Kesha Ram

The first diversity criteria that I fit into coming to UVM was being incredibly far away from most students moving to Vermont. For someone from LA, I just wanted to jump right in and experience what I think is the culture that UVM and Vermont offers, which is very unique compared to where I'm from.

But there were some challenges related to that as well. I remember teachers in class would use examples of being on a ski lift or seeing fireflies, and that was something I couldn't even relate to being all the way from Los Angeles. So I would have to raise my hand and say, you know, "I've seen a firefly in a 'Lion King' movie, but other than that I have no idea what you're talking about." So, you know, just being from a different place and really getting to know the culture and environment here was experiencing a new sense of what diversity can be, which includes people from all walks of life and making sure that you're experiencing everyone's culture was a really new and wonderful experience when I got here. And it did have its challenges. And I'd say to students coming here from different places or from different backgrounds that you will meet some challenges.

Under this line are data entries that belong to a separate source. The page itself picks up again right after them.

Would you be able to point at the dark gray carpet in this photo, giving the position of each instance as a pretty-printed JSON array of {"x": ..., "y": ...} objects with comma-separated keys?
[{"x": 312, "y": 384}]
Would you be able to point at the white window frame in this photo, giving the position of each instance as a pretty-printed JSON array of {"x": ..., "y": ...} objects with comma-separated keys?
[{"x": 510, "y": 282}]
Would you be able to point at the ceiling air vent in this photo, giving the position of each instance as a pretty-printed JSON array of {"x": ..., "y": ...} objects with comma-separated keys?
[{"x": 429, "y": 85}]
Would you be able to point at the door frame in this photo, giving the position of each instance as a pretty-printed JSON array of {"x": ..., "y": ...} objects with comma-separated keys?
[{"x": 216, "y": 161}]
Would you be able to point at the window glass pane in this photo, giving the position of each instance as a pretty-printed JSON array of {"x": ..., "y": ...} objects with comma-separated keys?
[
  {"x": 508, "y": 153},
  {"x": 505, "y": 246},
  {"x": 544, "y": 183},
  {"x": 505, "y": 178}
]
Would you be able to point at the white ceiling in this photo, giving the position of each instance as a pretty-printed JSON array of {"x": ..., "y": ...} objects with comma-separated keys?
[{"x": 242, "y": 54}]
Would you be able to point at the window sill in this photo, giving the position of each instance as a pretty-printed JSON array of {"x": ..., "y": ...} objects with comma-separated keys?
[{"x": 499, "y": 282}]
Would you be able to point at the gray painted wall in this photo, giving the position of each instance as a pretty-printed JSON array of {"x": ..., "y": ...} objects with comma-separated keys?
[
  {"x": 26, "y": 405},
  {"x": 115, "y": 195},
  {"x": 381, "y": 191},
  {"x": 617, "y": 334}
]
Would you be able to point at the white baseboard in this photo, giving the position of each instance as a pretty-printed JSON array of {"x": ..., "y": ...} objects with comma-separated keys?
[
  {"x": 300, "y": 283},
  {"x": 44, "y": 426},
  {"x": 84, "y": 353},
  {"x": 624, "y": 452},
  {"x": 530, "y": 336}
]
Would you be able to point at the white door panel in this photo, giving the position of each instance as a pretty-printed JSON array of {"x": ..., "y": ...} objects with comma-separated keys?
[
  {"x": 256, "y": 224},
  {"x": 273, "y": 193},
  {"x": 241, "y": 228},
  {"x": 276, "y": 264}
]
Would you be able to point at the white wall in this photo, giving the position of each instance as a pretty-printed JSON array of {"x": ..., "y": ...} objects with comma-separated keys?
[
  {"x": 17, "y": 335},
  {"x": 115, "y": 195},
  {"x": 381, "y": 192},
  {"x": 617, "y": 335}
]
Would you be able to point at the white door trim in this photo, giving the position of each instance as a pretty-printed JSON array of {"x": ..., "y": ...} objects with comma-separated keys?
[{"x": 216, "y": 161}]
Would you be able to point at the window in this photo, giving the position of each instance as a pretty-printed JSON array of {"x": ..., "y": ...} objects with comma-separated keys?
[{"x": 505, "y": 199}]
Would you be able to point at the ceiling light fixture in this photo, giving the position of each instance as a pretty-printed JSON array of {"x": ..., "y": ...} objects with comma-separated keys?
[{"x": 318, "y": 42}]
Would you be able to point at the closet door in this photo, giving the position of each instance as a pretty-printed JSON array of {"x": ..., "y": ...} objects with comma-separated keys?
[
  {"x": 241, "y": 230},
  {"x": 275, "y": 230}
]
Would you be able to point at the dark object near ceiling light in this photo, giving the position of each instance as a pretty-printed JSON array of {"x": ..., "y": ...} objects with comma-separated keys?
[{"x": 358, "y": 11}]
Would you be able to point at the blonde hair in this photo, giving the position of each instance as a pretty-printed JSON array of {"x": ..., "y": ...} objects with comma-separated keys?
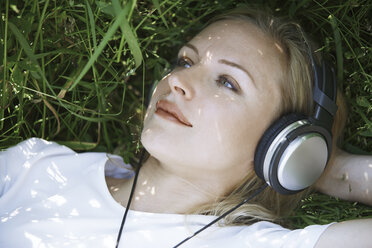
[{"x": 296, "y": 86}]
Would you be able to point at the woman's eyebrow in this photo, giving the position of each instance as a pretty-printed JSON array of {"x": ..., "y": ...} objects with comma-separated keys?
[
  {"x": 226, "y": 62},
  {"x": 192, "y": 47}
]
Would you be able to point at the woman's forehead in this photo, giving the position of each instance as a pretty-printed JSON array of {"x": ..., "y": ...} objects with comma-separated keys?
[{"x": 237, "y": 36}]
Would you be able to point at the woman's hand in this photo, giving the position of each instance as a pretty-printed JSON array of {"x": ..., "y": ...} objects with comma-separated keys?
[{"x": 348, "y": 176}]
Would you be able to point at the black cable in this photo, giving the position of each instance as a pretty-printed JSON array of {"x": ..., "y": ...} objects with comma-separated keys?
[
  {"x": 138, "y": 167},
  {"x": 258, "y": 191}
]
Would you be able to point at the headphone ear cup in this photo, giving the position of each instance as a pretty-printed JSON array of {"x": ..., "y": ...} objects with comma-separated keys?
[{"x": 268, "y": 137}]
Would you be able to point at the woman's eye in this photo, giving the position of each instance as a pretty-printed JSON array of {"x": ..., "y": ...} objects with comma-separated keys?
[
  {"x": 226, "y": 82},
  {"x": 184, "y": 62}
]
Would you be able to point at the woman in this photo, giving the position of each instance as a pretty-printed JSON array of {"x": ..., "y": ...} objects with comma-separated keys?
[{"x": 201, "y": 130}]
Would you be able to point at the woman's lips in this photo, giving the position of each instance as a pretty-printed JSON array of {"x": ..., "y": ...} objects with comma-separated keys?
[{"x": 170, "y": 111}]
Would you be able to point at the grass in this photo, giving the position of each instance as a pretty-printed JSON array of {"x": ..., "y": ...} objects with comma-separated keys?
[{"x": 78, "y": 72}]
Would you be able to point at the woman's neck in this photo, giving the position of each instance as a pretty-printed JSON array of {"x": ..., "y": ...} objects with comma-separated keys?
[{"x": 159, "y": 190}]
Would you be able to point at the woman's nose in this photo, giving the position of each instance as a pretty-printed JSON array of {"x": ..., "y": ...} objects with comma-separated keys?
[{"x": 181, "y": 86}]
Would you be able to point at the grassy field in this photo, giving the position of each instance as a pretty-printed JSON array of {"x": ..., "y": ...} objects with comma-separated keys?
[{"x": 78, "y": 72}]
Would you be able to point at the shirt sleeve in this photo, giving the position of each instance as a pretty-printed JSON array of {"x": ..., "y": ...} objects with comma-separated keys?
[
  {"x": 272, "y": 235},
  {"x": 16, "y": 160}
]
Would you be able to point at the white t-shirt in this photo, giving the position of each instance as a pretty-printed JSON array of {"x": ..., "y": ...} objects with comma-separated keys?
[{"x": 51, "y": 196}]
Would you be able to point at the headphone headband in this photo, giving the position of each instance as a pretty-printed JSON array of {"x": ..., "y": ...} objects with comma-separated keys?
[{"x": 294, "y": 150}]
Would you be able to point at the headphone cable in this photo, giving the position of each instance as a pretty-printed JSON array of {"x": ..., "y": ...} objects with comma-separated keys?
[
  {"x": 138, "y": 167},
  {"x": 254, "y": 194}
]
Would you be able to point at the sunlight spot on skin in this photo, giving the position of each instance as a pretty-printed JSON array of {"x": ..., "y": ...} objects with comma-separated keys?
[
  {"x": 26, "y": 164},
  {"x": 209, "y": 56},
  {"x": 345, "y": 177},
  {"x": 74, "y": 212},
  {"x": 114, "y": 189},
  {"x": 199, "y": 111},
  {"x": 219, "y": 138},
  {"x": 33, "y": 193},
  {"x": 7, "y": 178},
  {"x": 279, "y": 47}
]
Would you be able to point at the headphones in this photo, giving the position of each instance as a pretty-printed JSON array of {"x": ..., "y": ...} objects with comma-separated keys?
[{"x": 293, "y": 152}]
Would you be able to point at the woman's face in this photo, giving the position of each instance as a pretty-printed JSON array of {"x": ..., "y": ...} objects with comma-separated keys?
[{"x": 210, "y": 112}]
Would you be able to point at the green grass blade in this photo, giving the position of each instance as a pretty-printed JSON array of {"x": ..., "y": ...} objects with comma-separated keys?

You know, this is a predominantly white institution, it's also one where students look at you funny and ask why you've come all the way from Los Angeles to be here. And I would say, you know, I wanted to leave California, I got full scholarships to a number of schools in New England and the International Leader of Tomorrow Award from the University of British Columbia, but once I got to Burlington and saw how open and tolerant people could be if you gave them the chance, I really fell in love with this school. And, particularly, as the first student of color to fulfill a term as the student body president, I think that it was really important for students to see a young woman who was multiracial assume that role and really prove that students of color could overcome the challenges associated with being in such a white institution and could really take leadership in that regard and not just try to push an agenda that only helped the small amount of students of color that are here, but really try to make those connections and help students understand that bringing diverse perspectives to the table is really important for actually accomplishing things and allowing new voices to be heard in the governments of the university. So that was an incredibly rewarding and wonderful experience.

With diversity, a lot of times, it can get really fuzzy and think students think, you know well we'll just throw all of the messy things into the category of diversity. You know, that's all the things that we sometimes celebrate, and we want to embrace, but we don't quite understand. And I think that what was driven home for students in seeing someone not embrace diversity, but let diversity embrace them and their leadership was that it is really important to celebrate diversity and to understand that it is all of us and it is all of what we bring to the table and all of the differences that we share and that we revel in, and not something that we sort of try to understand but set aside to go about our daily lives. It's making sure that we're enriching ourselves and having the full experiences that we can at the university.